Federal Work Study Program
We encourage faculty mentors to utilize the Federal Work Study Program to fund research assistants’ wages. Federal Work Study is a federally funded program that allows undergraduate students who qualify for this financial-need based program to gain valuable skills and earn money while pursuing their degree. As a research mentor and employer, it is an excellent way to create more opportunities for students, as your salary costs will be subsidized by the Work Study Program. Under this program, on-campus employers benefit from having 60% of the student’s wages paid through federal or state Work Study funds! View the UW Work Study on-campus employer guide for more information on how to hire a student through the Federal Work Study Program. This guide supports off-campus employers through the process of hiring a student through the Work Study program.
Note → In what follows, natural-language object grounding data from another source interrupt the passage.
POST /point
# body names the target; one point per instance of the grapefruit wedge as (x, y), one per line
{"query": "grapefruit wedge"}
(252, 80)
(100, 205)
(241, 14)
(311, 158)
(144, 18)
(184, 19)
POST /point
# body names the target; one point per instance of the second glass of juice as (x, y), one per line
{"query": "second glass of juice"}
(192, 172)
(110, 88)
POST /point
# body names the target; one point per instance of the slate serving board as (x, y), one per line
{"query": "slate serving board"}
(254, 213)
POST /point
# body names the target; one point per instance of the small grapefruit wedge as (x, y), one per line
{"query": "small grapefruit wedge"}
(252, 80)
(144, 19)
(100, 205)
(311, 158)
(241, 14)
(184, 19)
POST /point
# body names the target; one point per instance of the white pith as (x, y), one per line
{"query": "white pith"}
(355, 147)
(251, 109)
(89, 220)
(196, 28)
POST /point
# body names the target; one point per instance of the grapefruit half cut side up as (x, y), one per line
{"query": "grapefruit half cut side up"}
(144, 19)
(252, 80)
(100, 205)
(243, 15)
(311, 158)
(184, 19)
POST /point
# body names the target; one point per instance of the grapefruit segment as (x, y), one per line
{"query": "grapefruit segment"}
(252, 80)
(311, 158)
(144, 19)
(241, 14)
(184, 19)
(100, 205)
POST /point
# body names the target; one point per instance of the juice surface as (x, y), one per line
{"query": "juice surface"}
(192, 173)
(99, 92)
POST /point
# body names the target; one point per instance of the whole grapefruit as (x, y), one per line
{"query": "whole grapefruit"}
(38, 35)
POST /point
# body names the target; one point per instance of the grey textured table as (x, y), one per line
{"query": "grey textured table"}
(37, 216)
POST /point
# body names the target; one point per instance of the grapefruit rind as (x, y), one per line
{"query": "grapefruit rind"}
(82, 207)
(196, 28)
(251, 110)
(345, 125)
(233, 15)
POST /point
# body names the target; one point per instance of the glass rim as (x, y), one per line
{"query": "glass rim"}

The National Institutes of Health (NIH) announces the opportunity for investigators and United States institutions/organizations with active NIH Research Grants to request administrative supplements for the purpose of promoting job creation, economic development, and accelerating the pace and achievement of scientific research. These supplements will also encourage students to seriously pursue research careers in the health related sciences, as well as provide elementary, middle school, and high school teachers, community college faculty, and faculty from non-research intensive institutions with short term research experiences in NIH-funded laboratories.
NIH Diversity Supplements
The National Institutes of Health offers opportunities for investigators with active and eligible grant types (please review PA-21-071) to request supplements to assist underrepresented individuals in the development of their research careers at all stages (high school students through early career Independent investigators). Eligible grant must have >1 year of funding left at the time of award. The UW School of Public Health maintains a list of grants meeting the timeline and grant type criteria, as well as helpful details about applying for both investigators and students. Fred Hutch, Seattle Children’s and the Institute of Translational Health Sciences also provide helpful information.
National Science Foundation Research Experiences for Undergraduates (REU)
NSF REU supplements provide funding for undergraduates to work on projects tied to NSF-funded grants to faculty. Visit the NSF REU website or contact your program manager at NSF for information. Annual deadlines may apply. You can also view this NSF REU Toolkit on applying for a supplement for additional guidance.
Center for Undergraduate Research in Mathematics
CURM will help faculty members set up an academic-year (i.e., September – May) undergraduate research group at their own institution. Each year, CURM will award mini-grants ranging from $8,000 – $25,000 each to professors who are accepted into the program. These mini-grants will consist of financial support for undergraduate research groups consisting of 2-5 undergraduate students and one faculty member.
Mary Gates Research Scholarship
Mary Gates Research Scholarships are competitive scholarships intended to enhance the educational experiences of undergraduate students at the University of Washington while they are engaged in research guided by faculty. We hope that with research scholarships, students may focus more attention and time, deepening their inquiry into a discipline or project with a reduced financial burden. Students receive research scholarships to pursue research in a variety of disciplines.
Summer Institute in the Arts & Humanities (SIAH)
SIAH offers an opportunity for undergraduates to engage in scholarly research with accomplished scholars and peers while earning full-time academic credit. Four faculty members guide twenty students through this immersive summer opportunity. This scholarly experience occurs in the context of seminars and tutorial-style lessons with faculty who offer expertise from disciplinary and interdisciplinary points of view in a space that encourages mutual learning with peers as well as independent thought. Student participants develop individual, original research ideas related to an interdisciplinary theme, create a scholarly research paper or project, work through a faculty and peer critique process and formally present their work to their colleagues and the larger community at a closing symposium. Faculty members interested in leading a cohort of SIAH students can email us at email@example.com.
There are many STEM undergraduate research programs, some hosted by the Undergraduate Research Program, and others facilitated elsewhere across the university that offer opportunities for faculty mentorship. Learn more about these programs, which provide compensation for students, at the links below.
Don’t forget to check with your department chair or dean to see if there are additional opportunities for funding within your unit! More UW opportunities for research funding can be found here.
Before Acceptance into a Major
- Not in a major yet? You can still earn credit through General Studies 391!
- Often, students work with their faculty mentor to identify an academic project and can earn 1 credit for every 30 hours of research completed per quarter, pending the faculty mentor’s approval.
- Application to enroll in GEN ST 391 is available on the UW General Studies website.
- More information available from Undergraduate Academic Affairs Advising.
After Acceptance into a Major
- The Office of Undergraduate Research does not issue credit for undergraduate research; however, most students can earn departmental or general studies credit.
- To learn more about obtaining credit for involvement in research, students should talk to their departmental adviser.
- Often credit is offered in the form of a 499 course (e.g., Psych 499, Bioen 499, or CHID 499) and can be applied toward requirements for your major.